Metal is on the move. Gone are the days of hardcore screams, heavy drumbeats, and solos that seem to go on forever. Here come the days of intricately layered riffs, clean cut melodies, and absolutely no singing, whatsoever. And Texan 20-somethings Polyphia are leading the revolution. With more guest appearances than a top 40 pop album (and quite a few influences from that genre too), ‘Muse’ is a record all about showcases: it’s proving just how damn talented every single artist involved is in every carefully picked note.
Starting off with some ocean sounds and a soft harmonic beat, 87 gracefully eases us into the album, gradually building up to some shredding that shows off the band’s young talent right from the start. This is a song for summer, so let the endless floating riffs take you high above the clouds. Now comes the first guest appearance with track Sweet Tea, which features guitarist Aaron Marshall of Intervals. There are some grittier riffs underneath the sweet poppy layers of scales that adorn the track like twinkling lights. Champagne (feat. Nick Johnston) speeds things up a little, with crescendos falling like waterfalls. This is melodic metal at its finest—who needs vocals when you’ve got music like this?
Aviator (feat. Jason Richardson of Chelsea Grin) hits the overdrive, producing chills only to be burned off by the searing, scaling solo. But it’s the drumbeat that takes precedence in The Jungle (feat. Jakub Zytecki of Disperse), keeping the song locked down and heavy while the melodies dance around it in tight formation. The solo here is much more deliberate, staccato, contrasting sharply with the other harmonies, while perfectly complimenting the drumbeat. Memory inspires exactly what you’d expect from the song title—it will take you down dark, twisted corners of your subconscious with its lullaby-esque synths and winding melodies reminiscent of Santana. So sit back and fall into reverie for the next three and a half minutes, until you’re rudely awoken by the aptly named Mood Swing. Deep, brooding, and utterly haunting, this is a mood swing you won’t forget in a hurry.

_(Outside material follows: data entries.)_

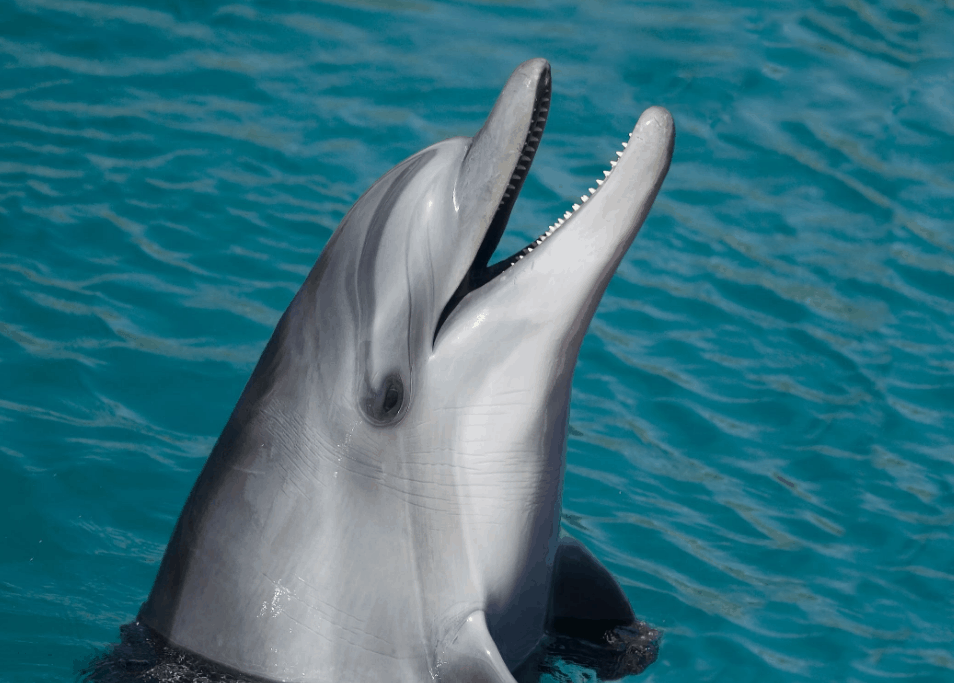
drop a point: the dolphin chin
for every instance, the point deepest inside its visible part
(384, 501)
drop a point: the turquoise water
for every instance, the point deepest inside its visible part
(763, 410)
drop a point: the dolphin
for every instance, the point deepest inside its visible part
(384, 501)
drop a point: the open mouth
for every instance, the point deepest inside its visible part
(480, 272)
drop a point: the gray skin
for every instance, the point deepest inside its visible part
(384, 502)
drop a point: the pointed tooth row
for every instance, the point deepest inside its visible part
(566, 216)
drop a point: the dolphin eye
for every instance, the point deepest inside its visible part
(385, 404)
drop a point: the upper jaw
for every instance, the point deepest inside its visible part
(494, 169)
(559, 279)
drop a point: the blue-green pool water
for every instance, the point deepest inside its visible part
(763, 410)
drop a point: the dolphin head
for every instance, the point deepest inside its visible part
(395, 462)
(409, 308)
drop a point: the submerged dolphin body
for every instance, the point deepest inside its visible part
(384, 502)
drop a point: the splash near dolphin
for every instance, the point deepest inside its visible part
(384, 501)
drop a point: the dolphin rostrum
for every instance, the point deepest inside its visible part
(384, 501)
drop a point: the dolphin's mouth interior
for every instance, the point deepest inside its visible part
(480, 272)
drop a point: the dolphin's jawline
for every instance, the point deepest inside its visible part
(480, 272)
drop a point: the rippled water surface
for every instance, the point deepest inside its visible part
(763, 410)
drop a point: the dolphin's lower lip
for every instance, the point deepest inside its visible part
(480, 272)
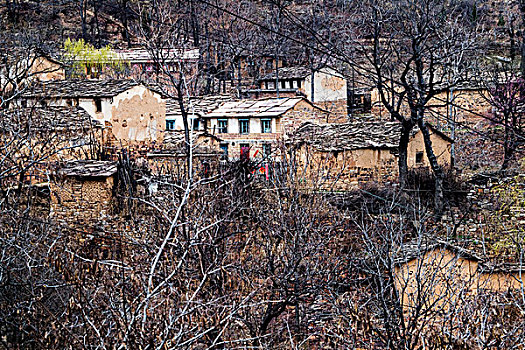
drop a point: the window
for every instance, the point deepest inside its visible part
(244, 126)
(222, 126)
(196, 124)
(266, 125)
(224, 149)
(419, 157)
(245, 150)
(98, 105)
(267, 149)
(170, 124)
(269, 64)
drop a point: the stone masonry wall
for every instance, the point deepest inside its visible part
(81, 202)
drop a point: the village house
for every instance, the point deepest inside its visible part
(343, 156)
(325, 87)
(254, 127)
(441, 273)
(33, 137)
(196, 107)
(82, 192)
(132, 111)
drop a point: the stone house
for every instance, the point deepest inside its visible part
(196, 107)
(255, 127)
(446, 272)
(82, 192)
(343, 156)
(325, 87)
(133, 112)
(32, 138)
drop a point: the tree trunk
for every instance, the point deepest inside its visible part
(436, 169)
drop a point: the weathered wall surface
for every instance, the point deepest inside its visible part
(81, 201)
(138, 114)
(348, 169)
(328, 86)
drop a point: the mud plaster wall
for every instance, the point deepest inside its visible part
(81, 201)
(138, 114)
(446, 276)
(45, 70)
(348, 169)
(440, 146)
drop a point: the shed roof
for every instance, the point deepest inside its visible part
(80, 88)
(48, 118)
(201, 104)
(289, 73)
(374, 134)
(88, 168)
(270, 107)
(164, 55)
(416, 249)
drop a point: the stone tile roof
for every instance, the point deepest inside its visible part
(48, 118)
(201, 104)
(271, 107)
(349, 136)
(166, 55)
(413, 250)
(80, 88)
(360, 134)
(174, 143)
(289, 73)
(88, 168)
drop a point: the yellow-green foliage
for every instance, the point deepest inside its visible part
(507, 219)
(84, 58)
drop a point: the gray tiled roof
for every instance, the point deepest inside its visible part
(349, 136)
(48, 118)
(201, 104)
(80, 88)
(271, 107)
(289, 73)
(88, 168)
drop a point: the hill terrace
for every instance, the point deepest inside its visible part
(252, 127)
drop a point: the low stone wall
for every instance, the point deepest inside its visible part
(81, 202)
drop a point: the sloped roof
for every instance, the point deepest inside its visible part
(349, 136)
(48, 118)
(88, 168)
(289, 73)
(80, 88)
(416, 249)
(354, 135)
(201, 104)
(271, 107)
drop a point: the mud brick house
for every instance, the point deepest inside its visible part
(133, 112)
(31, 138)
(446, 272)
(196, 107)
(325, 87)
(343, 156)
(82, 192)
(46, 68)
(255, 127)
(170, 160)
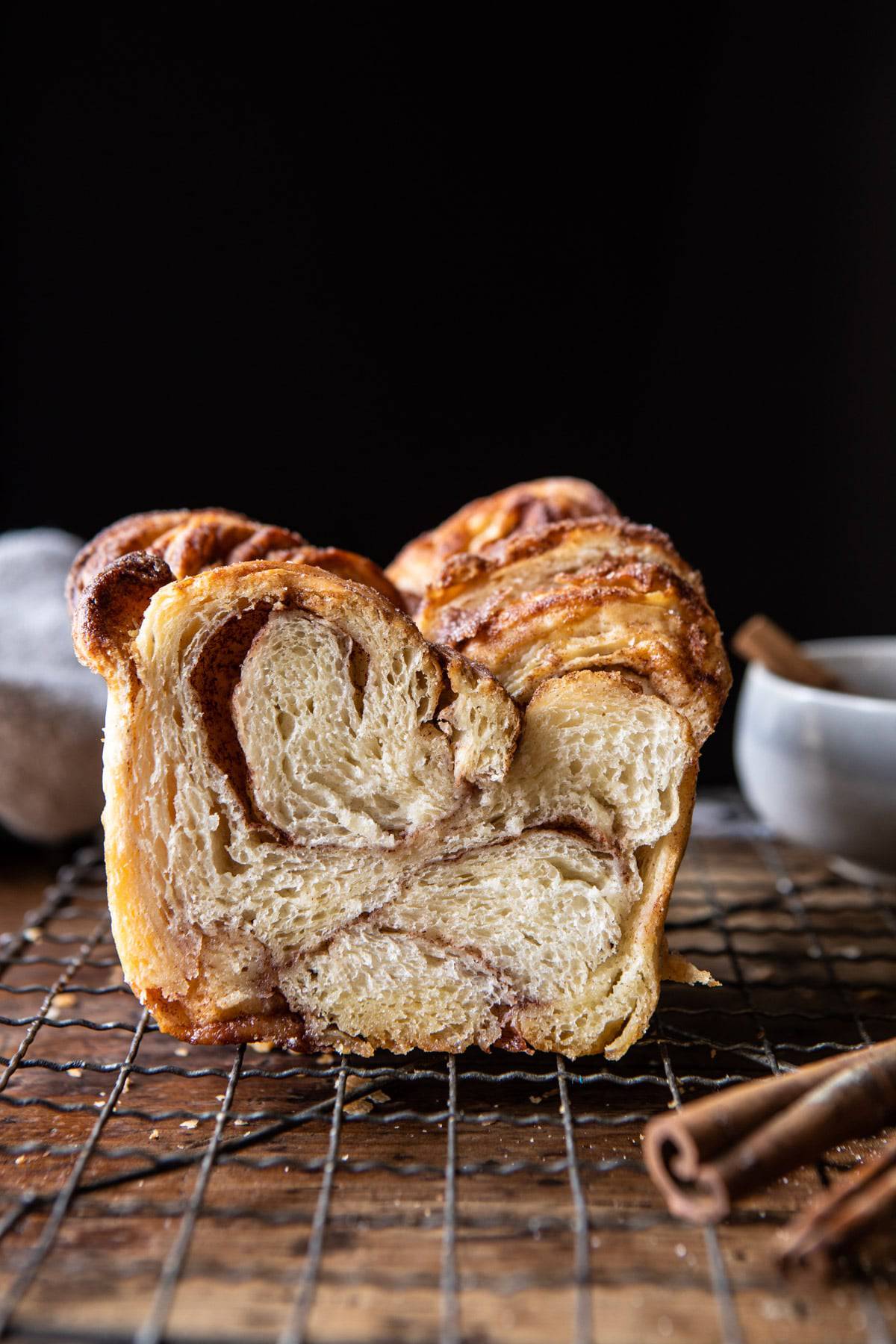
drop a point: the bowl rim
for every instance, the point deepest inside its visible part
(815, 694)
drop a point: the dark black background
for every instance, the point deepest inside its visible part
(344, 272)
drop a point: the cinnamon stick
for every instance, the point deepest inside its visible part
(761, 640)
(841, 1216)
(712, 1151)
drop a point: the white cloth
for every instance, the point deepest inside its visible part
(52, 709)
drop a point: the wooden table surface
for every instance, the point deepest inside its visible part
(158, 1191)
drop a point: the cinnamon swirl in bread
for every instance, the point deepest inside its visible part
(326, 831)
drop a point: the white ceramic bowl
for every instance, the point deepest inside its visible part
(820, 766)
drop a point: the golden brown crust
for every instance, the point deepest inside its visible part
(511, 512)
(593, 593)
(191, 541)
(112, 606)
(347, 564)
(129, 534)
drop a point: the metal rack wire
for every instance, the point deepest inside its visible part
(153, 1191)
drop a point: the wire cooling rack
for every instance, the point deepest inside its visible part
(152, 1191)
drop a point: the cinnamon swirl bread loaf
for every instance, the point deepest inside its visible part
(332, 830)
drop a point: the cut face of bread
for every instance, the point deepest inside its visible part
(328, 833)
(521, 508)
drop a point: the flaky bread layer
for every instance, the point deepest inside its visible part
(509, 514)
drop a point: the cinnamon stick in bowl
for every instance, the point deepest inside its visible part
(762, 641)
(711, 1152)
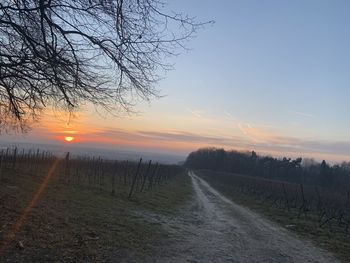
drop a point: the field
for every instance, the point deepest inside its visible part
(315, 213)
(83, 209)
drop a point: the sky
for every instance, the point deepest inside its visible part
(269, 76)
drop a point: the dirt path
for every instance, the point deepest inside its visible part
(214, 229)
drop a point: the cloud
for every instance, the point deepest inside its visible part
(196, 113)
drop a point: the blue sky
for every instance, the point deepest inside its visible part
(268, 75)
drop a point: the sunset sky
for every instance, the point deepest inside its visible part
(270, 76)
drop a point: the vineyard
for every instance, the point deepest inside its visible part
(94, 172)
(81, 208)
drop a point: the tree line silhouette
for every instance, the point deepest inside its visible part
(300, 171)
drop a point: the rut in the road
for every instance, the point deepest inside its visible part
(214, 229)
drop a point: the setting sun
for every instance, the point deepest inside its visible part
(69, 138)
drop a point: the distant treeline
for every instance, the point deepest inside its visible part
(298, 170)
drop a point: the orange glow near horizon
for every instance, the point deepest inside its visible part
(69, 138)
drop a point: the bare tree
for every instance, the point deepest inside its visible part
(64, 53)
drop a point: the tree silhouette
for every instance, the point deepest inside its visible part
(65, 53)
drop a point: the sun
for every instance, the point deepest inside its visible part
(69, 138)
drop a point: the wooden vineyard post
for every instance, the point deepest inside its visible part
(134, 179)
(126, 171)
(14, 159)
(1, 160)
(145, 175)
(303, 205)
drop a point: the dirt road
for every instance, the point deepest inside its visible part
(214, 229)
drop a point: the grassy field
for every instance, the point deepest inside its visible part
(330, 237)
(74, 223)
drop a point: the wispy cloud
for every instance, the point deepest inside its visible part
(303, 114)
(196, 113)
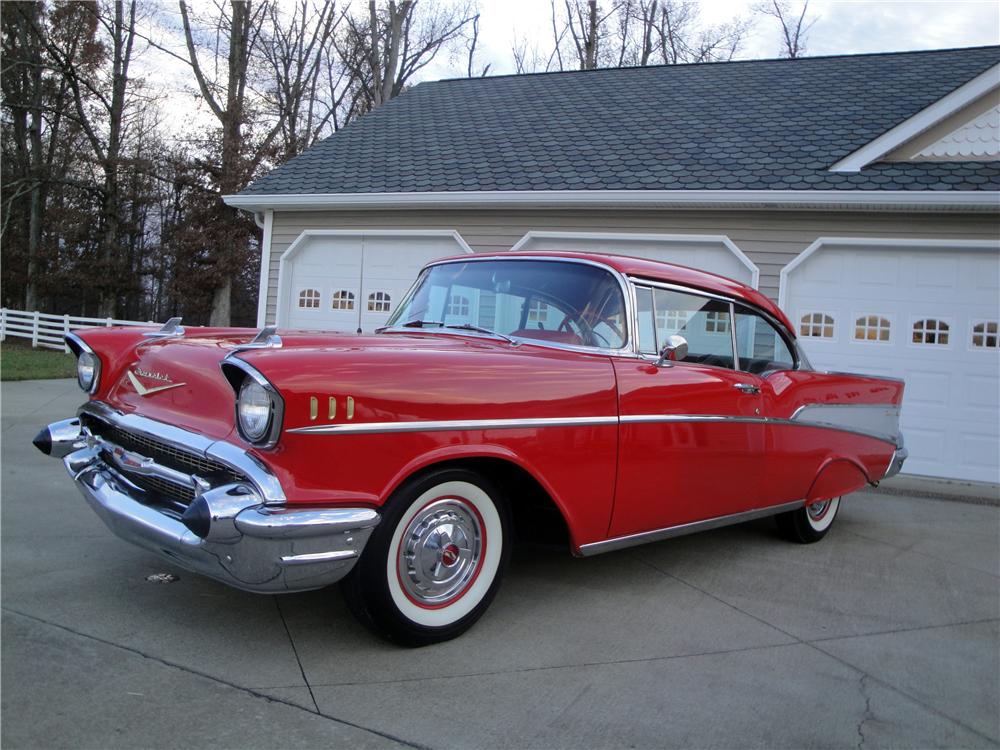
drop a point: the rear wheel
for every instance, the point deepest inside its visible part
(434, 563)
(809, 524)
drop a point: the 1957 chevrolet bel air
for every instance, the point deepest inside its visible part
(613, 400)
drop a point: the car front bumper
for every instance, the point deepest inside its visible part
(238, 532)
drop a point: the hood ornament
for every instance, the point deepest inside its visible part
(143, 390)
(170, 329)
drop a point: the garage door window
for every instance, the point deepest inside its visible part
(342, 300)
(985, 335)
(816, 325)
(379, 302)
(309, 299)
(871, 328)
(930, 331)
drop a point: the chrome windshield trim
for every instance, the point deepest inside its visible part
(631, 540)
(631, 344)
(455, 424)
(224, 452)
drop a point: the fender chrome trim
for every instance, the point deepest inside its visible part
(373, 428)
(454, 424)
(631, 540)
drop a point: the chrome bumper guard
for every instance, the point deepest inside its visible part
(896, 463)
(240, 533)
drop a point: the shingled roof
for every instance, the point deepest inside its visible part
(748, 125)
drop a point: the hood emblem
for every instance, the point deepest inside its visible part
(146, 391)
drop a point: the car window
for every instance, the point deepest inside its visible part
(760, 347)
(704, 323)
(558, 302)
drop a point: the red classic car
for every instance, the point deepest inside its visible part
(613, 400)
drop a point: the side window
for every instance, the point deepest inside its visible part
(647, 320)
(759, 344)
(704, 324)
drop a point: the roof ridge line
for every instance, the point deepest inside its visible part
(846, 55)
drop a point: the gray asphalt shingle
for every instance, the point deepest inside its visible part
(748, 125)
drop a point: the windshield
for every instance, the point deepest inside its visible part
(560, 302)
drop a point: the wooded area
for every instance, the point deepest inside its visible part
(105, 212)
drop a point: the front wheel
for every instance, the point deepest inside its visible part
(434, 563)
(809, 524)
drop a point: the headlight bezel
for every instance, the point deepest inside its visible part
(80, 348)
(239, 374)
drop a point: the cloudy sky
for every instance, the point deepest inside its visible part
(841, 27)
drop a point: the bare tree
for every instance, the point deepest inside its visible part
(101, 108)
(634, 33)
(295, 50)
(793, 30)
(239, 28)
(384, 48)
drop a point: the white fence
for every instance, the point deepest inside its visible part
(48, 330)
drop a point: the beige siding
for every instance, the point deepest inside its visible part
(769, 238)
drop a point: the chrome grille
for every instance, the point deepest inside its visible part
(172, 493)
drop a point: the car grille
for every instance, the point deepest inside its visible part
(171, 495)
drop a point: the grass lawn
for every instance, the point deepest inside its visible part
(18, 361)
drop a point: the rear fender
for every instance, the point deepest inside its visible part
(839, 476)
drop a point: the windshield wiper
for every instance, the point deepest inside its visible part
(479, 329)
(411, 324)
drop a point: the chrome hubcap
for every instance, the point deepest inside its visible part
(440, 551)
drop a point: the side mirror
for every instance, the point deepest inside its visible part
(674, 350)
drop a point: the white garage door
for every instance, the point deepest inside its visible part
(352, 280)
(925, 312)
(714, 253)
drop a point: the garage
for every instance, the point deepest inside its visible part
(714, 253)
(349, 280)
(922, 310)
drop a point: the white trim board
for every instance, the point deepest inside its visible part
(701, 239)
(920, 122)
(833, 200)
(876, 242)
(265, 268)
(284, 278)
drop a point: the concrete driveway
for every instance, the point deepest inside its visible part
(883, 635)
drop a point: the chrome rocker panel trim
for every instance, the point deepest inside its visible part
(247, 543)
(632, 540)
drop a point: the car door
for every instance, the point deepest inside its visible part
(691, 436)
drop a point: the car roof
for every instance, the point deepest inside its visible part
(653, 270)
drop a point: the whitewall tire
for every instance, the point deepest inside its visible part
(811, 523)
(435, 561)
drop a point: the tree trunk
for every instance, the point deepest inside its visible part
(222, 303)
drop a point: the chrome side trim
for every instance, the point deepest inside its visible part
(880, 420)
(513, 424)
(455, 424)
(631, 540)
(233, 456)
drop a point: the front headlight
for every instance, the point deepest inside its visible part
(254, 409)
(87, 367)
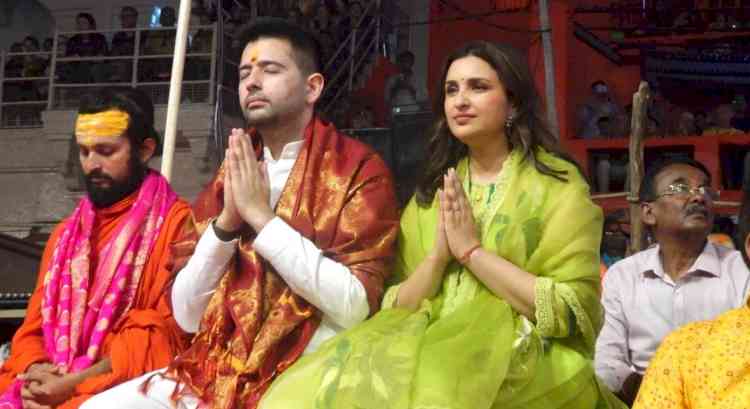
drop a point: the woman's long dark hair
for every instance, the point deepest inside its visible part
(528, 133)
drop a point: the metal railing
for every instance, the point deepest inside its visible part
(361, 43)
(67, 77)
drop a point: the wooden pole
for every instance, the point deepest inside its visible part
(638, 126)
(175, 88)
(549, 67)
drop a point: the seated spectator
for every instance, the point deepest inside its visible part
(85, 45)
(14, 64)
(686, 125)
(704, 364)
(403, 92)
(682, 279)
(599, 104)
(616, 237)
(123, 44)
(13, 90)
(33, 65)
(160, 42)
(701, 121)
(308, 9)
(723, 115)
(363, 117)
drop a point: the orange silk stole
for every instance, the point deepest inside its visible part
(340, 195)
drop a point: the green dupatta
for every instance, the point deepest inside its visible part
(467, 348)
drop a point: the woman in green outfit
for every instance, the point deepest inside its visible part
(497, 301)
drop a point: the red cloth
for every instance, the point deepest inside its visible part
(146, 340)
(340, 195)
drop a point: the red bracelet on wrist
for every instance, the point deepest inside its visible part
(465, 258)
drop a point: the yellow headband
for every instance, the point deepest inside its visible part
(107, 124)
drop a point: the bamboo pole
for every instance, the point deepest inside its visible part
(175, 88)
(549, 67)
(638, 126)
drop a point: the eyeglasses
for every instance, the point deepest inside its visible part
(683, 190)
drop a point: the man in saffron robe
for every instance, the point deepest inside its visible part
(289, 250)
(100, 314)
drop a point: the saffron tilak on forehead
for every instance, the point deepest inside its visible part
(107, 124)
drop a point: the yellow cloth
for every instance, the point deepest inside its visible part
(702, 365)
(107, 124)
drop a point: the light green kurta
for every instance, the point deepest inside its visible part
(467, 348)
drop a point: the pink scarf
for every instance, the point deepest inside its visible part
(77, 315)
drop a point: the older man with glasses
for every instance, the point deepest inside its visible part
(681, 279)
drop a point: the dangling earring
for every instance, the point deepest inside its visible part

Moving back into more upbeat territory, Hourglass (feat. Nick Sampson of I Am Abomination) weaves a story of times gone past, complete with a ticking metronome of sorts, counting down until the next spectacular solo. And don’t get us started on the stories James Franco has (kudos on the name, gentlemen). Wild, unexpected, and completely classy—all the things you’d expect from such an illustriously named track. Straight off the back is Baditude (feat. Mario Camarena & Erick Hansel), which you can argue is exactly what is spilling over from the previous track, making this just as punchy and vibrant, guaranteed to get you rocking out on the dance floor. Who needs to chill out for a second? Because we sure do, and that’s why closing track Finale is the ideal… finale. It combines all the slow, pleasant melodies with hard-hitting, fast-paced metal to round off the album, and remind you just what this band are capable of. Well done to a band who have managed to produce eleven beautifully composed metal tracks, while completely misstepping that common mistake of sounding like every other instrumental metal band that seem to flood the internet. Well done.